Wednesday, October 21, 2009

The Cart-Horse Problem of the Currency Debate

The blogosphere and op ed pages are filling up with calls to arms over the recent decline of the dollar. Predictions of the imminent collapse of American civilization abound. Gold sales boom.

Although the value of the dollar is very important, it is the result, not the cause, of our economic problems. A currency becomes strong when the nation issuing it is economically strong. A currency weakens when the issuing nation's economy weakens. The strong currencies today--the Japanese yen and the Chinese yuan--got that way because Japan and China became manufacturing powerhouses. Both nations try like heck to keep their currencies weak in order to bolster exports. Over the long course of time, they have failed. Their currencies have inexorably strengthened as their economies have strengthened. The Japanese yen has tripled its value in the last 30 years. The Chinese yuan probably would be considerably higher than its current value, as well, if it were freely tradeable--the Chinese government does not allow full convertibility of the yuan in order to constrain the outflow of capital from China.

Conversely, the dollar has fallen as the U.S. has shifted from being a manufacturing powerhouse to a binge consumer living off the equity of its real estate. The American way of life in recent years was possible only because foreigners were willing to buy dollar-denominated debt, in effect lending us the money for $5 lattes, $3,000 wide-screen TVs, luxury nameplates on all three cars in the driveway, and a house twice as large as the one we grew up in. When things fell apart, the entire nation became like a person with 22 credit cards and $230,000 of consumer debt, looking for a bailout.
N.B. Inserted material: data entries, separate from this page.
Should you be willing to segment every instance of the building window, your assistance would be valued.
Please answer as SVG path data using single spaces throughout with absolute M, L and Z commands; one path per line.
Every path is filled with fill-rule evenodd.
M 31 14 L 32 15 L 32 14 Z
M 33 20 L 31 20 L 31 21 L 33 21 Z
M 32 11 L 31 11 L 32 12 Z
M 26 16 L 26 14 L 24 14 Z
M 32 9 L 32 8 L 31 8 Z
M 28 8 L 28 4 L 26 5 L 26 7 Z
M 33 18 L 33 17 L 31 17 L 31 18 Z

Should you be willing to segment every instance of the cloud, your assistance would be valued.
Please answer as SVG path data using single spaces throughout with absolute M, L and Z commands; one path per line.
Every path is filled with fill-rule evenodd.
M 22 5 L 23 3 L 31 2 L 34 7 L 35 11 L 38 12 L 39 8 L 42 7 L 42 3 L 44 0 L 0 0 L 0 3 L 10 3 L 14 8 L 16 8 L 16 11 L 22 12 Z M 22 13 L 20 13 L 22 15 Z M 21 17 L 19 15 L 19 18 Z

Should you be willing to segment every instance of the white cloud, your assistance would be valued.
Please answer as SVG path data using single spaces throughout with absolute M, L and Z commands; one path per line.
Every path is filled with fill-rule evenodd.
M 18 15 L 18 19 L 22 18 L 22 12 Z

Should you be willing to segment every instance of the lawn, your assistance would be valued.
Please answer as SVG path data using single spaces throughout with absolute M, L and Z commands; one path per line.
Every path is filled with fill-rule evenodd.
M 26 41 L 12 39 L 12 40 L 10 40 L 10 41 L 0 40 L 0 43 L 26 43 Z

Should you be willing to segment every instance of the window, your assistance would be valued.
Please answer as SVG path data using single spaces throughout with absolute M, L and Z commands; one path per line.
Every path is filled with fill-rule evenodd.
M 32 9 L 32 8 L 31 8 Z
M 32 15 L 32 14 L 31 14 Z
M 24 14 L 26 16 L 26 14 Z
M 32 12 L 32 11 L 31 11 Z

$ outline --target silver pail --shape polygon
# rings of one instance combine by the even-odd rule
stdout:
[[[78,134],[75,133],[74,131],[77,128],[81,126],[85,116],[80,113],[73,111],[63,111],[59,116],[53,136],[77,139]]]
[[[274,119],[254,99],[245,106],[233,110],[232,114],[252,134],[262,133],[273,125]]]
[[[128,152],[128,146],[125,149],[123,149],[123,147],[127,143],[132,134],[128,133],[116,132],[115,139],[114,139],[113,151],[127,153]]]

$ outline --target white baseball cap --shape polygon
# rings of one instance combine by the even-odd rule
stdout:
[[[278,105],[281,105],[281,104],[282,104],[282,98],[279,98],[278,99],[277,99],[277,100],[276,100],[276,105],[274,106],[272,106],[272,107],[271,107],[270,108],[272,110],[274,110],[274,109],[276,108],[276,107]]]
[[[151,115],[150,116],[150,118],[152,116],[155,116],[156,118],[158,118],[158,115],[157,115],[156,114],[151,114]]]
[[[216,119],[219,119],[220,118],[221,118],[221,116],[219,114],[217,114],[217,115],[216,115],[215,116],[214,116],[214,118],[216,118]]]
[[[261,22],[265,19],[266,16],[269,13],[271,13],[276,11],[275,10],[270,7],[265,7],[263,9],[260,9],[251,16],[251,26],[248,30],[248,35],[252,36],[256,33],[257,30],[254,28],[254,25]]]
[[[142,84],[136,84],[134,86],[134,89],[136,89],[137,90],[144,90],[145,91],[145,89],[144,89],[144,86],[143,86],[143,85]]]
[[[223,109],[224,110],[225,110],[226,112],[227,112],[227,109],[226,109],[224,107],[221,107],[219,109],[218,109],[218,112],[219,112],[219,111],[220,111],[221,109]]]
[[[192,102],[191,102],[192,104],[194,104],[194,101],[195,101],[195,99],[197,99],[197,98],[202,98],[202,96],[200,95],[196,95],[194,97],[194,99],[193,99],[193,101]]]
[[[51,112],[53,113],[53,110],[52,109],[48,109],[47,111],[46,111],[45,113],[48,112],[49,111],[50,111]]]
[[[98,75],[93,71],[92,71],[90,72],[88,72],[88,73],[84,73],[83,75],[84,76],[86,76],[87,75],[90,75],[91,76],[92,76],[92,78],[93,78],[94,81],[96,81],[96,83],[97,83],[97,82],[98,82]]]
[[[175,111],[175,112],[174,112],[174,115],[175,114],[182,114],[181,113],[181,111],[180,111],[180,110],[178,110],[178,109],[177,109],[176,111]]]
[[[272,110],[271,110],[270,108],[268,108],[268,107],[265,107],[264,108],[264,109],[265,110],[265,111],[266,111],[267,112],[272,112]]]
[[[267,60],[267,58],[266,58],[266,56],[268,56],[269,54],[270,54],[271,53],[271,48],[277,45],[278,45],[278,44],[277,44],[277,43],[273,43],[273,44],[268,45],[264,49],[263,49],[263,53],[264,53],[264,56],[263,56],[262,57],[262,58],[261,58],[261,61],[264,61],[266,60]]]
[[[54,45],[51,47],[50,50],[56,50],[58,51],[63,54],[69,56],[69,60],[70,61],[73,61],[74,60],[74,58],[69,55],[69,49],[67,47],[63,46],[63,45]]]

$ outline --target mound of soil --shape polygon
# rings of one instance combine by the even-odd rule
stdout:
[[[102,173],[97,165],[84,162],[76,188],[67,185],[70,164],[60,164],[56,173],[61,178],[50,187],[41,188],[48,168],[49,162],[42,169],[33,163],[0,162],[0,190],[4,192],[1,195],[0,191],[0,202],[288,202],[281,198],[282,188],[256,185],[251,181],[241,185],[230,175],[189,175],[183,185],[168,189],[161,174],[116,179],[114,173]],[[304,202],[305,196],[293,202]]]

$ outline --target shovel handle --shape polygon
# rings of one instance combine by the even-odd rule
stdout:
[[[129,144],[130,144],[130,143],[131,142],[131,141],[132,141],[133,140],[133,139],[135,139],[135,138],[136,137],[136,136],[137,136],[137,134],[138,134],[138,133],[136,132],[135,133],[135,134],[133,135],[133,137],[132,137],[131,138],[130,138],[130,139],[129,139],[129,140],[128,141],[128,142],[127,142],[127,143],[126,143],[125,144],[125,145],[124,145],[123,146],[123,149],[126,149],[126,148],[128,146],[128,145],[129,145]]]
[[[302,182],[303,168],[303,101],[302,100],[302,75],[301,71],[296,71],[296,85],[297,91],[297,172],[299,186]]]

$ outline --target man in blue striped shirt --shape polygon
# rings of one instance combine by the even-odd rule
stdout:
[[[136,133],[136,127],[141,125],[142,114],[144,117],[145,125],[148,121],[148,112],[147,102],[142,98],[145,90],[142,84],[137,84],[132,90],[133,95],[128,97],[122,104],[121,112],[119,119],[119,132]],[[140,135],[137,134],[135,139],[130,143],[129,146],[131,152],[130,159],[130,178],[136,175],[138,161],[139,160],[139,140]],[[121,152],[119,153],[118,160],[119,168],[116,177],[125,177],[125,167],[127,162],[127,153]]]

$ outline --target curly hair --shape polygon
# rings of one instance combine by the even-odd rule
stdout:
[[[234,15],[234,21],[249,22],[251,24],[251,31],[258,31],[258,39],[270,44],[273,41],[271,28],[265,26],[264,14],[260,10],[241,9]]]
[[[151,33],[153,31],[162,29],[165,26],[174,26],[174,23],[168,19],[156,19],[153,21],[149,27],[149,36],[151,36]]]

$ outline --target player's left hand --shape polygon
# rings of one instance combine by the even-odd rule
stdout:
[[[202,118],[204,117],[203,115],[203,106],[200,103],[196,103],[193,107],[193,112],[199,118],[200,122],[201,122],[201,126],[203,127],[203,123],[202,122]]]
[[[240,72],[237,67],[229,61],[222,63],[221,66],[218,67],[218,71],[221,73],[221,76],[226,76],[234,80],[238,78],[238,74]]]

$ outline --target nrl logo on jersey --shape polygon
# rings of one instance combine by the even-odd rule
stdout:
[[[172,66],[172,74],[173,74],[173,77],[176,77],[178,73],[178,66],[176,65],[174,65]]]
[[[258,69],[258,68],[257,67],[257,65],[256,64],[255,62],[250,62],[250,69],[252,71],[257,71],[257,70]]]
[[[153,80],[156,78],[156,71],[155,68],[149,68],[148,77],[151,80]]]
A weakening nation cannot, through government intervention, preserve or increase the value of its currency. Calls to the Treasury or the Fed to intervene in currency markets or raise interest rates in order to support the dollar are misguided. The last major economic power to try something like that--Great Britain in September 1992--was blown up by a wolf pack of hedge funds that shorted the pound in the direction it would have eventually gone anyway. It's doubtful that any collection of hedge funds, however large and well-leveraged, could blow up the dollar. But the other major economic powers of the world can. And, gradually, they are, with talk of repricing oil in a basket of other currencies and gradual reallocation of central bank bond portfolios away from the dollar.

There is a way to save the dollar. That would be to institute government policies to bolster the manufacturing capabilities of the U.S. economy. America has a long and illustrious history as a manufacturing powerhouse, and does not inevitably have a dark future in that regard. It also does not have to rely on exports to support a manufacturing sector, since the American consumer, although currently down in the dumps, will probably rise from the ashes if given half a chance (i.e., a full-time job) and a little more reasonably priced credit. But the Federal Reserve, with its all for the banks and none for anyone else distortion of the Robin Hood tale, offers only sermons but not solutions. And the Obama administration's stimulus package has been unfocused and diffuse. A nation cannot spend or consume its way to economic health. It must be able to make things that other people will pay good money for. This should be the goal of government economic policy.